For our lovely, if not entirely terrifying, virgin pimp effort, my creative partner and I decided after much arguing that we would do the Arnott’s Iced Vovo. We wanted to do something that we felt was iconically Australian but having perused this website endlessly we found the marshmallow biscuit that looks exactly like an Iced Vovo! Thinking that is it not Australia’s wont to steal ideas from other countries rebrand them and plant an Australian flag on it, we decided that the marshmallow biscuit is our inferior counterfeit to the proud Aussie ‘tradition’ of the Arnotts biscuit. We present to you the Iced WHOAvo.
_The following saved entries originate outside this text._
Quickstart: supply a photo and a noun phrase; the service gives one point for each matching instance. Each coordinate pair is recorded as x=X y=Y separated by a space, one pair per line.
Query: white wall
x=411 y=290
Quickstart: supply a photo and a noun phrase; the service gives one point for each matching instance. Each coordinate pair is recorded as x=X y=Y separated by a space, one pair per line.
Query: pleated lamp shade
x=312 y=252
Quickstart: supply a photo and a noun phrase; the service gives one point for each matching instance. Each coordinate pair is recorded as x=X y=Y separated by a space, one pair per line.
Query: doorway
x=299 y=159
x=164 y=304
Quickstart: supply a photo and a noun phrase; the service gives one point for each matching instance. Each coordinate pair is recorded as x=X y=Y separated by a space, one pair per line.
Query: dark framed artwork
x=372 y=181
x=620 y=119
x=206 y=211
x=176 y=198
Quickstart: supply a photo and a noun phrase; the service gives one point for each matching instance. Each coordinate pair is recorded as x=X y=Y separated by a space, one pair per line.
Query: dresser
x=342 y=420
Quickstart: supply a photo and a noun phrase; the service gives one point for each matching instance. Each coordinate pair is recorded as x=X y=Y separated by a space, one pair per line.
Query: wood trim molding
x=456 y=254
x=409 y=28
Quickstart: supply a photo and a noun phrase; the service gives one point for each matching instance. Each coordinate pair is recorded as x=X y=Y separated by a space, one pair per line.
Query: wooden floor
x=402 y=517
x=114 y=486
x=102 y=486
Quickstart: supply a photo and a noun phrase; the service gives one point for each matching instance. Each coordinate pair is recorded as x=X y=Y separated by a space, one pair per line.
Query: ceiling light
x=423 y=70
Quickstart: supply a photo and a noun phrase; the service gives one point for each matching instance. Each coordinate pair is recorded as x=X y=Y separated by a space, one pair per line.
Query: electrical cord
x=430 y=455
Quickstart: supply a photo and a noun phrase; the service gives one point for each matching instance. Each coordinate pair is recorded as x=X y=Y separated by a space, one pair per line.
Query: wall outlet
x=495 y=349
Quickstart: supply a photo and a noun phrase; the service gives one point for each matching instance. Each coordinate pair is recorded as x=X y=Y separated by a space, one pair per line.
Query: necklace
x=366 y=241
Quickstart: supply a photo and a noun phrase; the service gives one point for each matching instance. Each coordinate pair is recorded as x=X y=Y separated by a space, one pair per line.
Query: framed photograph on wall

Essentially an Iced Vovo is a biscuit, topped with a jam ‘landing strip’ and fluffy, pink marshmallow, draping besides the jam and a shitload (technical measurement) of desiccated coconut. We stole the majority of these ingredients as we are too poor to be spending our ill gotten wage slave incomes on giant biscuits. Of course, like the pathetic border gen y/xers that we are, we stole the majority of the ingredients from our parents.
All up we paid for the ‘study’ packet of iced vovos $3.50 , a can (yes a CAN) of jam $1.20 (which surprisingly was dusty), a stick of butter $1 and some gelatine 80c all up we shelled out for a paltry $6.50
The other ingredients that were needed were desiccated coconut, flour, sugar, eggs, vanilla essence and red food dye (rough estimate to buy maybe $6).
So we were off. After spending the morning making beer we were a little sozzled, a little drunk on our own power and a little too keen not to be the person in charge. We managed surprisingly well with little hiccups (let us never talk of the nipple incident again).
Firstly we made the biscuit. Butter, flour, sugar, eggs, vanilla essence in varying amounts and placed into a tray to bake.
Whilst giant biscuit was baking, we made the gelatine for the marshmallow. Warning, cooking gelatine smells like the closest approximation I will ever know to camels balls. We followed the instructions to make marshmallows (basically boiling sugar syrup with gelatine for 10 minutes) and we put into moulds to make the fluffy pillows of marshmallow we remembered from the iced vovos of our childhoods (how pathetic are they now?!?! There’s hardly anything on them and they’re a decent biscuit for tom thumb!).
We beat the gelatine mixture until it goes all fluffy like egg white. Add the food dye. *handy hint do not try and pour food dye and take arty photos at the same time. You will end up with neon pink marshmallow nipples!
Into the fridge to set went the ‘nipples’ as they were affectionately called and onto the biscuit did the construction begin! (I imagine Tobias from Arrested Development saying that sentence)
Turning those things out was the most disgusting thing I’ve ever had to touch in my life. We fluffed a bit more marshmallow on top to give it that ‘just piped’ look. Chucked on the desiccated coconut, and really… once it was done thought what the HELL are we going to do with this thing.